I'm having some difficulty understanding the input-output flow of layers in stacked LSTM networks. Let's say i have created a stacked LSTM network like the one below:
# parameters
time_steps = 10
features = 2
input_shape = [time_steps, features]
batch_size = 32
# model
model = Sequential()
model.add(LSTM(64, input_shape=input_shape, return_sequences=True))
model.add(LSTM(32,input_shape=input_shape))
where our stacked-LSTM network consists of 2 LSTM layers with 64 and 32 hidden units respectively. In this scenario, we expect that at each time-step the 1st LSTM layer -LSTM(64)- will pass as input to the 2nd LSTM layer -LSTM(32)- a vector of size [batch_size, time-step, hidden_unit_length]

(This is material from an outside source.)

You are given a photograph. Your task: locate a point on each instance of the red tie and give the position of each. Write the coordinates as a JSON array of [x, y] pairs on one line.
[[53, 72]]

, which would represent the hidden state of the 1st LSTM layer at the current time-step. What confuses me is:
- Does the 2nd LSTM layer -LSTM(32)- receives as
X(t)
(as input) the hidden state of the 1st layer -LSTM(64)- that has the size[batch_size, time-step, hidden_unit_length]
and passes it through it's own hidden network - in this case consisting of 32 nodes-? - If the first is true, why the
input_shape
of the 1st -LSTM(64)- and 2nd -LSTM(32)- is the same, when the 2nd only processes the hidden state of the 1st layer? Shouldn't in our case haveinput_shape
set to be[32, 10, 64]
?
I found the LSTM visualization below very helpful (found here) but it doesn't expand on stacked-lstm networks:
Any help would be highly appreciated. Thanks!